# Marbled Gecko Care Sheet



## 1131035 (Dec 3, 2011)

Hi, I am thinking of getting some marbled geckos (not velvet just standard) and wanted to know if anyone had a good care sheet or some info?

Thanks


----------



## richoman_3 (Dec 3, 2011)

the tank should be minimum 25x20x20cm, the substrate should be washed sand about 4 - 5cm deep or cocopeat or mix. Make sure there is alot of hides in the enclosure ( rocks, bark caves, etc ) as they are nocturnal and hide during the day. Make sure there is no gaps bigger than 7mm in the enclosure as they are escape artists and can squeeze their body through gaps. As i said they are nocturnal which means you probably wont see them much during the day. They are very fast and skittish and i suggest you dont handle them as if they jump out of your hands, its very hard to get them back as they will just climb up the wall and run around everywhere. They will eat crickets ( buy them from your local pet store, dont catch them from the wild to be on the safe side ). I feed mine 3 crickets every 3 days.(dust them with calcium every 2nd feed). Spray the tank every 2 days, you can have a waterbowl in there if you want but ive never seen mine drink out of it. Heating is not required for them - room temperature if perfectly fine. If you are in Vic you will not need a licence for this species. They are very easy to breed, just cool the male down and in spring he should breed with females 
If you need more info let me know
Cheers Nick


----------



## 1131035 (Dec 3, 2011)

Thats great thanks, what do you mean by washed sand? so you don't think I will need a heat mat? and last question sorry, do they need greens at all e.g. vegies?

Thanks again


----------



## richoman_3 (Dec 3, 2011)

you buy it at bunnings in big bags, its called 'washed sand' 
and you buy cocopeat in bricks which you put in warm water to expand.
you shouldnt need a heat mat, room temperature is fine.
No they dont need any veggies 
alot of petshops around melbourne have them, amazing amazon is your best bet for healthy ones


----------



## 1131035 (Dec 3, 2011)

Sounds good, what about misting and water? and do you feed them at night?


----------



## richoman_3 (Dec 3, 2011)

yeah i misted mine every 2 days
i had a waterbowl in there but they never used it,
yeah feed them before it gets dark


----------



## 1131035 (Dec 3, 2011)

What do you think about reptile bark as a substrate?


----------



## mad_at_arms (Dec 3, 2011)

I suggest minimum gaps of 5mm as opposed to 7mm as richo suggested.
I say that because I bought a pair and housed them in a small glass enclosure with sliding doors. 
Short story:- they climbed up in the plastic channel moulding for the sliding glass and escaped.
Gap would have been barely 5mm and required two opposing 90 degree turns in the space of 15mm.
I did recapture the bigger one after about 3 months on the lamb.

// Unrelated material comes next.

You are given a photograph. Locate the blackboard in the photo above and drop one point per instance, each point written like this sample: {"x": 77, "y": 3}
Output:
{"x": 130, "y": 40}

I use coco peat and play sand with a bit of coarse gravel mixed in.


----------



## PeppersGirl (Dec 3, 2011)

Just look at the size of the gecko's head, if it can't get its head through the gap, there's no way it'll get out


----------



## 1131035 (Dec 3, 2011)

Thanks

Hi guys, I am putting my gecko enclosure together and wanted to know if it is ok to use reptile bark as substrate? What do you also think about bynoe's geckos?


----------



## PeppersGirl (Dec 5, 2011)

Bynoes are good geckos, mostly terrestrial and require a little more heat than marbled geckos. Mine also come out in the day, even the hatchies don't seem to mind the light for a while, so long as it's not too bright.


----------



## 1131035 (Dec 5, 2011)

cool, what heat do you recommend? I am thinking of using a heat mat but am not sure what heat and when to have it on e.g. at night or day or both?

Thanks


----------



## PeppersGirl (Dec 5, 2011)

I have it on both night and day for mine, as long as the heat only covers part of the floor area so they have a cool side as well. The substrate is 30 degrees. Oh, and they also like drinking from standing water some of the time


----------



## 1131035 (Dec 5, 2011)

Great thanks, so the substrate should be 30 degrees all the time?


----------



## PeppersGirl (Dec 5, 2011)

Only up to a third of the enclosure floor. But I'd leave it on, they can judge they day/night cycle by light and it helps to be warm when you hunt


----------